In the summer of 1924, Ruth Whitehead Whaley, the first black woman to enroll at and graduate from Fordham Law, deserved to be joyful as she was finishing her final year at the Law School with her classmates. Instead she was upset—and justifiably so. In a letter dated June 7, 1924, Whitehead Whaley wrote to famed civil rights activist W.E.B. Du Bois regarding the source of her displeasure:
These years have been for the most part pleasantly and profitably spent. However there is one incident which has marred for me the beautiful memory I had expected to carry away of Fordham Law School, its magnanimous spirit and lack of caste and discrimination.
The incident involved a set of law books that Whitehead Whaley should have been awarded due to her exemplary scholastic achievement. She never received the books. Thanks in part to Du Bois, her story was made public in the NAACP’s publication The Crisis.
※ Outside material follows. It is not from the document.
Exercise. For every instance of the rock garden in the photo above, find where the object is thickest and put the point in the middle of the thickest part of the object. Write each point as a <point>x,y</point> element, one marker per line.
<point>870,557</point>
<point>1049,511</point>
On Tuesday, Whitehead Whaley’s story was told again, at a Black History Month celebration event that saw Whitehead Whaley and fellow alumna Eunice Carter ’32 inducted into the School’s Alumni of Distinction display.
After Todd Melnick, director of the Maloney Library, related Whitehead Whaley’s story to a standing-room-only crowd in the School’s Bateman Room, Leah Carter, great-granddaughter of Eunice Carter, spoke of her formidable great-grandmother whose work as a state prosecutor helped bring down one of the mob’s most notorious gangsters, Charles “Lucky” Luciano.
“Without Eunice, [Luciano] may never have been convicted of any crime whatsoever,” said Leah Carter, a Yale Law graduate, who helped her father, Yale Law Professor Stephen Carter, conduct research for the book Invisible that he wrote about Eunice.
Eunice Carter became one of special prosecutor Thomas Dewey’s famed “Twenty Against the Underworld”—a team of twenty lawyers Dewey selected to help him fight organized crime in New York City. Carter was the only member of the team who was not a white male. It was Carter who first observed that organized crime was likely involved in running major prostitution rings in New York City, and it was this revelation that was the first domino to fall on the way to Luciano’s ultimate conviction.
The Alumni of Distinction event, part of the School’s 100 Years of Women celebration, was organized by the Maloney Library and the Center on Race, Law and Justice. The center’s faculty director, Professor Robin Lenhardt, urged the audience to consider the kinds of lessons a 21st-century audience can learn from past narratives involving race and gender.
“The stories of our honorees remind us that those of us who are part of the Fordham community have an obligation—an obligation to begin to provide answers to the questions about race and gender, about barriers that affect our community still,” Lenhardt said.
The Alumni of Distinction unveiling coincided with a walk-through visual display, “Lawyering Beyond the Shadows,” created by the Black Law Students Association. Guests were ushered through to the Costantino Room, where individual posters were lined up displaying accolades of and quotes from African-American woman graduates and students of Fordham Law School—20 in total. The exhibit also included a timeline of important dates in Black history in the United States as well as at Fordham Law.
3L Tanyell Cooke, the first Black woman to be elected Student Bar Association president at Fordham Law, was among those featured in the exhibit. She and classmate Melissa Romain, BLSA president, issued closing remarks at the Alumni of Distinction event. Romain spoke about the importance of contextualizing the accomplishments of legendary alumnae of color within a larger historical frame of struggle and triumph.
“The timeline puts into perspective the gravity of Whaley’s and Carter’s achievements,” Romain said. “This does not only speak to their character or drive and determination to success but also as an inspirational message to Black students and alumni of Fordham Law.”